I found it physically very hard going, especially in the first week- lots of blisters - but after a while you get into a rhythm of walking. I barely noticed the weight of my rucksack after a few days, and I greatly enjoyed the peace, the birdsong, the diverse scenery and the wonderful wild flowers. Along the way I saw storks, buzzards, vultures, lizards, frogs and a snake. As I can get by in Spanish it was interesting to talk to local people too. They were usually friendly and helpful, and in some cases extremely welcoming and generous. I had a long conversation with a Castilian shepherd miles from anywhere on the meseta - with his 360 sheep and two dogs - and on a number of occasions people walked out of their way to make sure I did not get lost. Occasionally drinks in bars (and in one village restaurant, whose owner had walked the Camino herself, the entire meal) turned out to be " on the house. On the one hot day I did get lost, an elderly Galician couple insisted I came into their shady garden to rest and cool off, and then plied me with iced beers which they said were " a present from the Saint" (i.e. St James).

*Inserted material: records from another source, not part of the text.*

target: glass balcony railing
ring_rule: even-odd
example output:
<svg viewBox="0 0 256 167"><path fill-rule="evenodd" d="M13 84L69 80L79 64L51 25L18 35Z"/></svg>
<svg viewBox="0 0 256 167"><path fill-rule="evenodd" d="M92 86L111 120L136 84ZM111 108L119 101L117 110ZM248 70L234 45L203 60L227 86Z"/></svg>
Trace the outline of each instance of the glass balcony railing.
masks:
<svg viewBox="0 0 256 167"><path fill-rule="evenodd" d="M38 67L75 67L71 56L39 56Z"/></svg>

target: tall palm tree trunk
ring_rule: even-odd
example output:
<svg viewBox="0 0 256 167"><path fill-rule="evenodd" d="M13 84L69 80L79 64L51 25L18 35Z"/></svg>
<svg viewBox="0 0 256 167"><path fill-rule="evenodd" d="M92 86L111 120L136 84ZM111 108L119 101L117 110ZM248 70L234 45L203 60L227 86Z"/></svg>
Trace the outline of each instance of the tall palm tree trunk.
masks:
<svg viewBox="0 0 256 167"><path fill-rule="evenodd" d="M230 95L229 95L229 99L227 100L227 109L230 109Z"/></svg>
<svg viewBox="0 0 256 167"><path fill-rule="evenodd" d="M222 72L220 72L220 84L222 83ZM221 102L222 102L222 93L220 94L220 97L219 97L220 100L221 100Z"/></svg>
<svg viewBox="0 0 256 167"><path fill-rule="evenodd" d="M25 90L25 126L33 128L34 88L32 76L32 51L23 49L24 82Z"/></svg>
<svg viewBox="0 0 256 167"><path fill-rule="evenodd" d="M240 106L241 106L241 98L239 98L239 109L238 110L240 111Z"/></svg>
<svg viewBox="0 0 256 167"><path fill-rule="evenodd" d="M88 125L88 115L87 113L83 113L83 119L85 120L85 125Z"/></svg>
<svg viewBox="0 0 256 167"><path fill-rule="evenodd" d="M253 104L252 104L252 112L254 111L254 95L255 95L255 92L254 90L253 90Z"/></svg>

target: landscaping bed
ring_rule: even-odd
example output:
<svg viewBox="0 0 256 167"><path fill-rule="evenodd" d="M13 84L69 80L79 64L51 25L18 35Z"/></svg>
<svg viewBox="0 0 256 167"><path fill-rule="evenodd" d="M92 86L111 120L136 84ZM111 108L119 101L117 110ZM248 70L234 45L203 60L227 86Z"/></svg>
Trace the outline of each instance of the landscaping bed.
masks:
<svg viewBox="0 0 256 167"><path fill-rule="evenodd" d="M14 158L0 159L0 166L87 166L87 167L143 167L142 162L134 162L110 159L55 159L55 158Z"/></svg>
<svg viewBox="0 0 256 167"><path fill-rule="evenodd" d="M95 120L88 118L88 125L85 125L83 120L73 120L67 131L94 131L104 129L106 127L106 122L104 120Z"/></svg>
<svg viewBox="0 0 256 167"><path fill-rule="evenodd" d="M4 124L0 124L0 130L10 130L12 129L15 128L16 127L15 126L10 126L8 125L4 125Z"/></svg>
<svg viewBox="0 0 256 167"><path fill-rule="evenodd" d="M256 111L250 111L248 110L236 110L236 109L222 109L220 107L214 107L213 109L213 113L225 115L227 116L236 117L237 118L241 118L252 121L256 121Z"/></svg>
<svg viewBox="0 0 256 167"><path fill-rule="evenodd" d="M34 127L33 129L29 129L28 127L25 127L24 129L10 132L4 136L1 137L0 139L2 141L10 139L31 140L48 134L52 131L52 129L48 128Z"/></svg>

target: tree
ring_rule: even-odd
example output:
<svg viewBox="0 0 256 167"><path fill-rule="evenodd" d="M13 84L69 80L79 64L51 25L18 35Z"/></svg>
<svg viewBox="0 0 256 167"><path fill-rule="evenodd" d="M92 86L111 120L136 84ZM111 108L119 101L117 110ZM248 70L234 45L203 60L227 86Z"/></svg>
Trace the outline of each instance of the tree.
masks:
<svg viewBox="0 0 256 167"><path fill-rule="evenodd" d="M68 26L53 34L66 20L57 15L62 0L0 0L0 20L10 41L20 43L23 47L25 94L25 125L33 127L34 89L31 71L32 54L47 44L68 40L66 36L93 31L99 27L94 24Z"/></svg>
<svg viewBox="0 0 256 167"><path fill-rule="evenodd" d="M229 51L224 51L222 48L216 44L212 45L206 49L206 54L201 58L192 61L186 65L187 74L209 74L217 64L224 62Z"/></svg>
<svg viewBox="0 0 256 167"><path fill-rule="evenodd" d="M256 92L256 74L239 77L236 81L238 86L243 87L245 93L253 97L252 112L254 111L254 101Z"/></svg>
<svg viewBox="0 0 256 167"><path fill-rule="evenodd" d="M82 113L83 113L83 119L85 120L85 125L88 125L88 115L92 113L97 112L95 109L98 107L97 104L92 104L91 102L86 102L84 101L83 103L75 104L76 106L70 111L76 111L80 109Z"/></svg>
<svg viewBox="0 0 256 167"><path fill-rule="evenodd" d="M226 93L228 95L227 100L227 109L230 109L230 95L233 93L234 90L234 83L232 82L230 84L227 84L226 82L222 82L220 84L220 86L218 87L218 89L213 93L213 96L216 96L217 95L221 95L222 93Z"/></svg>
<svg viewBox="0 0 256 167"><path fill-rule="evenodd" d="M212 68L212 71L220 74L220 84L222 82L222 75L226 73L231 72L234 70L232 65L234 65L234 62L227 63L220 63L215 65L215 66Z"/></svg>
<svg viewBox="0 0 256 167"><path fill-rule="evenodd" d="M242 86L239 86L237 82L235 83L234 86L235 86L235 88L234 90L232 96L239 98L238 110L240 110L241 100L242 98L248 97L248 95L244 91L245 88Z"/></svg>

Traditionally the Camino ends at Santiago Cathedral where you climb up to enter the "Portico of Glory", place your hands on the Romanesque Tree of Jesse sculpture (worn smooth over the centuries), visit the crypt to see the casket said to contain St James's remains, and climb the stairs behind the high altar to embrace the shoulders of a large statue of St James - the "abrazo para el Apostol", or hug from the Apostle which marks the completion of the pilgrimage. With your Pilgrim Passport (stamped every day along the Caiman) you can then obtain your "Compostela", a Latin document issued to pilgrims since the 15th century which entitles you to three free meals and also these days, free entry into Santiago's museums.
I spent three days in Santiago, (not doing very much walking!), which is a lovely small city, and my last evening there coincided with a fiesta, the "Noche de San Juan" or night before St John's Day - regarded in Spain as the shortest night of the year. Over a hundred bonfires were lit in the plazas of Santiago around midnight and there were loud volleys of fireworks, music, grilled sardines and barrels of wine. It was a good note on which to leave!
Oh, and the feet are fine now thank you everyone who has asked!"
Almost 100 sponsors have pledged approximately £2600 to date and I expect to transfer the final amount raised to India in the Autumn, and will let you know at Christmas time the exact figure and some more information about how the money will be used.